Crane, too, will be watching from home. “I’ve got a couple of mates coming round, so we’ll watch the football before and then get the draft on and hopefully it can be a good evening,” he chuckles.
He is not among the 19 domestic players to have placed a reserve price on their signature. He sees no point in doing so. “The money is almost irrelevant,” he says. “It’s about being part of it, being part of a team.”
The draft itself is a strategic game; Mills is able to quickly gauge interest from different teams. If a franchise opens up with two fast-bowling picks that are not him, he knows he is likely to be looking elsewhere.
At the draft for the ultimately postponed Euro T20 Slam, he ended up sitting with the Edinburgh Rocks decision-makers after he was picked up early on.
“It was interesting to see those last three or four picks, just trying to round out our squad,” he explains.
“That’s when you’re getting quite specific about what you need.

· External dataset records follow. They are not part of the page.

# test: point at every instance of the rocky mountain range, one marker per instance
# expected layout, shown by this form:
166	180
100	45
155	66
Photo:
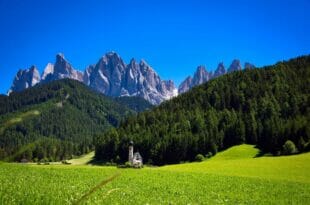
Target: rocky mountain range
113	77
202	75
110	76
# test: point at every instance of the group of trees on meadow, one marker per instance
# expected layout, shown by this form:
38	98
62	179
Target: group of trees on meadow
266	107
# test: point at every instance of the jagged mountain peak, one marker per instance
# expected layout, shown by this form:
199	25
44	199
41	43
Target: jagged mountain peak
234	66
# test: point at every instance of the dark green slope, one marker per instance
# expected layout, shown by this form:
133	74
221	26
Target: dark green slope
55	120
137	104
265	106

Or you kind of swing for the fences with more of an outside pick, who might win you the tournament towards the end – a bit more of a wildcard.”
Chris Woakes, like Mills, has successfully worked his way through an IPL auction – first with Kolkata Knight Riders, then with Bangalore. He already has his Hundred deal, signing up as Birmingham Phoenix’s Test player. Yet, he recalls the tension that the event brings.
“It’s a strange concept,” he says. “I suppose it’s a little bit different to a draft in a way, because an auction is unlimited to a certain extent and people can keep bidding for you.
“If you watch it live [as a player], you’ve got a few nerves about it and whether you’re going to be picked up, whether your name is going to be read out and nobody puts their hand up.
“There are those little nerves about that. The prices are set in stone here, but I’m sure, when the players’ names are read out, they’ll be a little bit nervous. There’s no doubt about that.”